T: +44 0 1603 505845

Articles

How to improve your online news page

Online press rooms and news pages have been a feature of company websites for a good few years now. Journalists use them to check their facts and access resources such as photos, but they are also used by your customers, suppliers and clients.

A healthy up to date press room also suggests a healthy up to date company. Therefore your press room could be saying a lot more about you than you realise.

The importance of the news page is often overlooked by web managers focusing on how they believe customers should flow through a site. But the truth is that the news page is often the first place customers, suppliers and potential partners head. After all, it is the one place you can find out what is really going on in a company.

But if the main reason for maintaining your news page is to communicate with journalists and other users of your site, the secondary benefit has to be in improving your search engine optimisation (SEO).

Search engines like Google love online news pages, they eat them for breakfast! They are rich in wholesome content and as a result, the search engine thinks that all of that goodness is exactly what searchers must be looking for. You’ll be amazed at what keyword searches root you out once you have a healthy news page.

It is logical if you think about – the average press release is around 500 words long. An article could typically be around a thousand words (this one is just over 900!). For most companies, that’s likely to create more content than on the rest of your website put together. If you are looking to boost your SEO ratings, it could be that you already have an awful lot of content in the shape of past press releases and articles that could help enormously.

Setting up an online press room is pretty straightforward. Especially if you follow our eight point plan:

Good navigation

Sounds simple but if no one can find your news page then it probably isn’t working hard enough for you. News pages often get hidden away in the rush to get customers through the online sales process. If at all possible, make sure there is a link on every page and certainly flag it up from the home page.

Up to date

Nothing speaks louder than an out of date news page. It tells the customer that nothing is happening or worse still, the company can’t be bothered to keep things up to date.

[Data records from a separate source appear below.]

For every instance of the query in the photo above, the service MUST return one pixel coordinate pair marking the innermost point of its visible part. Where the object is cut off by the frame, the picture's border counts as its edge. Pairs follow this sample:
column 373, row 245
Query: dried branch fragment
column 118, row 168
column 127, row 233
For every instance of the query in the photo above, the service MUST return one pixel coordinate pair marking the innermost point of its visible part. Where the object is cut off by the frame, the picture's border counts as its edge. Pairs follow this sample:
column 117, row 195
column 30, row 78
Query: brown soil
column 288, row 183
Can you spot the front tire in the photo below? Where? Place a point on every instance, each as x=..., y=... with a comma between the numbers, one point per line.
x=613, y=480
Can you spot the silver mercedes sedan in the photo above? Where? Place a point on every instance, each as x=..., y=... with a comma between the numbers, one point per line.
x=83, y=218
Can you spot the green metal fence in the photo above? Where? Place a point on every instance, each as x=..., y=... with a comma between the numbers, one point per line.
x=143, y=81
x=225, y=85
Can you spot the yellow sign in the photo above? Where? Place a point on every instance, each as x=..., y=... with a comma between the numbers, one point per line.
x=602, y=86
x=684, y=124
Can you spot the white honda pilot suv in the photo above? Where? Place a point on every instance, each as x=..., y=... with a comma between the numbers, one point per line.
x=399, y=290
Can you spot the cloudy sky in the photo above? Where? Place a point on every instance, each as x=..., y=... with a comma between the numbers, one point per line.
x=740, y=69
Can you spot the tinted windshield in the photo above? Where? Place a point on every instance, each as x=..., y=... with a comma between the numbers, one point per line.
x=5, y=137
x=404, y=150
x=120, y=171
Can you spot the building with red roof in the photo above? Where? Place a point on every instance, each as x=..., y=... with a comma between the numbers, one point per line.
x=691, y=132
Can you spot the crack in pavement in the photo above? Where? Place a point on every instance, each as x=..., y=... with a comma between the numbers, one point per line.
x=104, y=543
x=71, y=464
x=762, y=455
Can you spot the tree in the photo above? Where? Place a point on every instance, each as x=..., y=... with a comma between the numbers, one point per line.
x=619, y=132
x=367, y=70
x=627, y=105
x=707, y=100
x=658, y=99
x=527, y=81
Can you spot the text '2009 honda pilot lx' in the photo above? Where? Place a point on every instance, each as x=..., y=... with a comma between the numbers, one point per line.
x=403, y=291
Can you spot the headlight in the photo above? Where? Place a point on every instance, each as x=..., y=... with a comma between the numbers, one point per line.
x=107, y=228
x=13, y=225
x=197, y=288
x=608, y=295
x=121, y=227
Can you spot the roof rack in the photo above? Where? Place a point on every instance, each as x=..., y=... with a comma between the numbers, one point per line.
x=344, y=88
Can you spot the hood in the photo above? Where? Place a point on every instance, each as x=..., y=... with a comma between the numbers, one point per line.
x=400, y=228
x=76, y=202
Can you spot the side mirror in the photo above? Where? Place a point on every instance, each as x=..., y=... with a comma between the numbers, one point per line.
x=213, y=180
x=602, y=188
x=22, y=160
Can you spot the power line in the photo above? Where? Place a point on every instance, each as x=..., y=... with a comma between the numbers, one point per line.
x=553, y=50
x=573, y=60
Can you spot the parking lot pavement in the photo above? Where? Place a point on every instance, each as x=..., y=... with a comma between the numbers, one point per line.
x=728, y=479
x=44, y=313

If that is how you treat your own website, then what does it say about how you treat your customers?

Find out if it is possible to content manage your news page yourself so that you don’t have to wait for the IT guys to “schedule a Systems Release”. Content management systems are very straightforward to use.

Press releases

The main currency of the news page and therefore it should be easy for people to view, scroll through and research your press releases. List them in chronological order with the latest release at the top of the list. You should then be able to click on the headline to reach the actual press releases. Each release should be held as a separate file on the site, for maximum SEO Brownie points!

Company “fast-facts”

Don’t assume everyone knows your company’s life history. Even if there is an “About us” section elsewhere on the site, it can be good to boil it down on a news page. A brief timeline is a good way to project a strong growth story for small rapidly expanding organisations.

Equally, a chronological summary can help put things into context if you have a long history and a number of corporate changes such as mergers.

Pictures and logos to download

Journalists do download pictures. Make sure your company logo is there, pictures of your spokespeople and the top brass and perhaps pictures of your head office or screen grabs of your website if you are an online business. If relevant, you may want to add other resources such as market reports or expert analysis.

Trophy cabinet

If you’ve won awards it can be good to show them off. Potential customers and journalists will both be impressed by seeing independent endorsements of your good work.

Contact details

There is a trend towards email only contact details, but for many online users (and especially journalists) this can be as frustrating as dealing with a call centre automated call handling system. It could also be sending out the wrong message. It says that you don’t want to talk to journalists. If your web designers advise you to keep phone numbers off the site, you need to think seriously about what that could be saying to your key audience and weigh up the benefits of accessibility versus the downside of a few customer calls coming into the press office by mistake.

TV adverts

If you are running a TV campaign it is well worth putting a version of the advert on the news page. It can help customers relate what they’ve seen on TV, to the actually company. Plus if you use a piece of music, it is always a good idea to detail what it is and who the artist or composer is. Press offices have been known to get inundated by people being driven half crazy trying to recall the name of the track used in an advert!